Marla's father, Mark, was an amateur artist for years, and like any good parent, (along with the mutual support of his wife), he "enabled" Marla's gifts for painting. They definitely treat her like a child, and it is clear that the mother attempts to protect Marla. However, want to talk to a 40 year old. They sell her first canvas for $250, and her parents said if it would have ended there would have been happy. Yet, the dad secretly books shows behinds the mother's back and wishes/dreams that Marla can get a show in Europe....selfish, much? Could the father perhaps be painting Marla's canvases? It does become very strange when you see him giving her directions on which colors to use and how to move the brush. In fact, he's a constant presence in her painting. Mark has to be there to help her set up. She couldn't just go off and paint. (She would be painting the walls. Why, does she need to be told to paint on the canvas? Is she inherently desiring to do this or being directed to?) Why does she need help really? He's on the phone making plans, while she's being interviewed and saying how she makes joint decisions and then they show him in the house with people filming her painting (yet she is painting a canvas all one color). Mark constantly asserts that this is not normal.

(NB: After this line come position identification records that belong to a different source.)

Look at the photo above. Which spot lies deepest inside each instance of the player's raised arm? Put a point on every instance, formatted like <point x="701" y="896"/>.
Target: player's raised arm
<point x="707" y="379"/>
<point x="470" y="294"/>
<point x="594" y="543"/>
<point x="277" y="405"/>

"She reacts differently when the cameras or around."



Is Marla being manipulated?
Certainly the answers to this question enter into the film-maker's mind as he has this on-camera dilemma. He wonders why he cares and about the ethics of film-making? Does he have a truth that he must uphold? And if he does, why doesn't Marla or Mark or Mamma Olmstead (whose name escapes me).

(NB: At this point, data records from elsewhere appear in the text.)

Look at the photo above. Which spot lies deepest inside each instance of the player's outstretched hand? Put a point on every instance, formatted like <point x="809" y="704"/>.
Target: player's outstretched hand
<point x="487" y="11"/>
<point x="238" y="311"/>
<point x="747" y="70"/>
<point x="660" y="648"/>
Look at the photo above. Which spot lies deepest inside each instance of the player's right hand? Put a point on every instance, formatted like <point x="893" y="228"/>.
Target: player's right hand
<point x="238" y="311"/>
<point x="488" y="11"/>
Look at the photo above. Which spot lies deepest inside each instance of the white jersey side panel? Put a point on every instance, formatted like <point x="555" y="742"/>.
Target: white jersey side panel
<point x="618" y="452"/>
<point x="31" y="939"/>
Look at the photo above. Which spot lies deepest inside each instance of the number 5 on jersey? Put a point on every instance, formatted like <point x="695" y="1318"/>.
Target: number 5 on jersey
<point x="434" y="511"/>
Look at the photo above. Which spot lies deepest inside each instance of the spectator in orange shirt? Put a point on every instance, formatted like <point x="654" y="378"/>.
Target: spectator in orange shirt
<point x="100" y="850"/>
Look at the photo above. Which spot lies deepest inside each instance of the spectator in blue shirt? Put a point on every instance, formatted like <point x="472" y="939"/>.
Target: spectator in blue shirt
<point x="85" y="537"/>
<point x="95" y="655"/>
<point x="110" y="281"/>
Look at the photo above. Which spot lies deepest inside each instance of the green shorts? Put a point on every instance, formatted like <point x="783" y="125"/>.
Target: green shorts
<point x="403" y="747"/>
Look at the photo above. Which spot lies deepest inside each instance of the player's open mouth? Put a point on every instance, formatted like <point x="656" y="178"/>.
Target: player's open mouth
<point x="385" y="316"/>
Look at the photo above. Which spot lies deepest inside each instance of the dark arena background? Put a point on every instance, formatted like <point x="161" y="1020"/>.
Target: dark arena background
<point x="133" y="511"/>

By watching Marla in this video, and the video of her painting that the family markets her and her genuine-ness, makes her in some sense inescapable because you are caught up in these representations of her paintings and her painting, even if some of them are fake and some of her actions are rehearsed. And in some senses, isn't that what art is doing, asking you to come and be a voyeur? To suspend belief and believe lies?
For me, a lot of how I feel about this film and concept is wrapped up in that previous questions and in a comment that the mom says towards the end. "We've put our selves here." It's quite the double entendre. Not only have they littering created the idea Marla as the artist, they have also helped to create her art. Perhaps my prejudice comes out here, but I really don't think that she painted most of those canvases alone. Surely she painted them, maybe started all of them. But finished them? I'm highly suspect of her involvement. Would it really be the first time that a parent has manipulated their own child to gain status or money or achieve personal ambitions?
Surely art is about the suspension of disbelief. Even realism, the most realistic of the real, asks us to use our immagination, to believe lies, to believe truths, to use representations and symbols that have been created for us rather than by us. But could a four year old paint that? I say a heavy maybe, leaning towards no. But who am I to say?

1 comment:

CJSL said...

Just a brief comment: I just wanted to say that I kinda wish our culture would get over our fascination with talented kids.